Gold at $1,620 per ounce is still up $305/oz – or 23% - on where it was this same time last year. Meanwhile equity markets have typically fallen by between 20% and 30%.

This is not a bad outcome for an asset that according to some has reportedly lost its safe-haven lustre!

Why Sell Gold?

In this extremely volatile market environment, no investment is immune from a sell-off or profit-taking, not even gold. And let’s not forget that one of the major reasons as to why investors hold gold is that it is an insurance policy -which can be called upon or liquidated - all or in part – as required in times of crisis.

Margin calls elsewhere in the market dictate that financial assets need to be sold.
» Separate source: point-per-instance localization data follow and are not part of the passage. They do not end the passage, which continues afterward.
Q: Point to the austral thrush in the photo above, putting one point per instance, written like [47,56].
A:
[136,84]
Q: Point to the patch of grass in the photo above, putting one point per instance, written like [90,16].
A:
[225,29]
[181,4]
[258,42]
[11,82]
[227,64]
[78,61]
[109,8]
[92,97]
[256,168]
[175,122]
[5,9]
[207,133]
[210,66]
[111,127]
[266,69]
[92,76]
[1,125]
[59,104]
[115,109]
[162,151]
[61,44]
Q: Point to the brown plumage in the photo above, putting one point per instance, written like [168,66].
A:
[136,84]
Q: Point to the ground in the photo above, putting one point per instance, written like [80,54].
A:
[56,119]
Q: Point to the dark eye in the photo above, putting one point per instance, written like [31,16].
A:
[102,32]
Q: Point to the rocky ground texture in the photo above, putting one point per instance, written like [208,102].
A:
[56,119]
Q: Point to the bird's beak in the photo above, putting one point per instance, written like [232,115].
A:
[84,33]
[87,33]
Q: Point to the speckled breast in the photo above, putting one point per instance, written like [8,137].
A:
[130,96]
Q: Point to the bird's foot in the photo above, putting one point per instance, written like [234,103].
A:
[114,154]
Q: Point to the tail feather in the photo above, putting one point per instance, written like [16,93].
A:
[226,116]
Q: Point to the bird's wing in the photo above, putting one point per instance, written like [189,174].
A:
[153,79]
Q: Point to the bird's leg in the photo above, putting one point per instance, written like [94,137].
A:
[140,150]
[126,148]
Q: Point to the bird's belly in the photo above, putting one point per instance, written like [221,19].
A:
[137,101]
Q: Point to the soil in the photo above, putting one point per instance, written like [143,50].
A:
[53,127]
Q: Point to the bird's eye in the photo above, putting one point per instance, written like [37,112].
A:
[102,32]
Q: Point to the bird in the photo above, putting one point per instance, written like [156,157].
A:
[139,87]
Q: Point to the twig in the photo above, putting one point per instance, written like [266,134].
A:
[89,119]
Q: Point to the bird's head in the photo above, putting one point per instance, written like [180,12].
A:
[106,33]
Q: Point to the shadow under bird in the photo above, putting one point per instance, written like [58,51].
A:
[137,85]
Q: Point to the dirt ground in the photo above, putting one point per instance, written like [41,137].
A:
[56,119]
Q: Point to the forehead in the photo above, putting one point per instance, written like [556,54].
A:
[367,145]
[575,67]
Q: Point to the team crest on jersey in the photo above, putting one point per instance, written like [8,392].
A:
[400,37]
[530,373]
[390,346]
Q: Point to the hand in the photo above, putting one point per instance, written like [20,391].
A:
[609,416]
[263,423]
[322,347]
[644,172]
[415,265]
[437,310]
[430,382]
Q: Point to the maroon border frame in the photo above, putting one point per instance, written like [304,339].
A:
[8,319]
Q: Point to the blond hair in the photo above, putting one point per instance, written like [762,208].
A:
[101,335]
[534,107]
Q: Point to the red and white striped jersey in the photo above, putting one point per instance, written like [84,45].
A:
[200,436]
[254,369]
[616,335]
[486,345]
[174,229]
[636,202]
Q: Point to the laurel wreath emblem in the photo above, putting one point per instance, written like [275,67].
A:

Inevitably therefore, when investors have already liquidated part or all of their equity holdings that have fallen at a much faster rate, they will then look to liquidate portions of their gold holdings.

It can therefore be argued that gold is fulfilling its role as a safe haven - and yet is still well up on where it was a year ago. This tells us that gold’s fundamentals remain overwhelmingly positive and any near-term price corrections aren’t significant in terms of the bigger picture.

A Strong 20-Year Trend

While gold recently came close to touching the $1700 per ounce mark – it’s highest level in seven years – from a bigger picture perspective it is a reflection of a much broader gold price run that began back at the turn of this millennium. The bull market in gold began in the early 2000s, not long after many of the world’s central banks (including Britain and Australia) had sold much of their gold reserves below $300 per ounce.

Outstanding Outlook

Gold has survived as a means of exchange for thousands of years, and that is likely to continue. Central banks will pour liquidity into the system, which will weigh on the value of currencies. While gold is likely to experience downdrafts, price weakness could be a golden buying opportunity for the yellow metal. The current environment favors higher gold prices and a new record peak in dollar terms.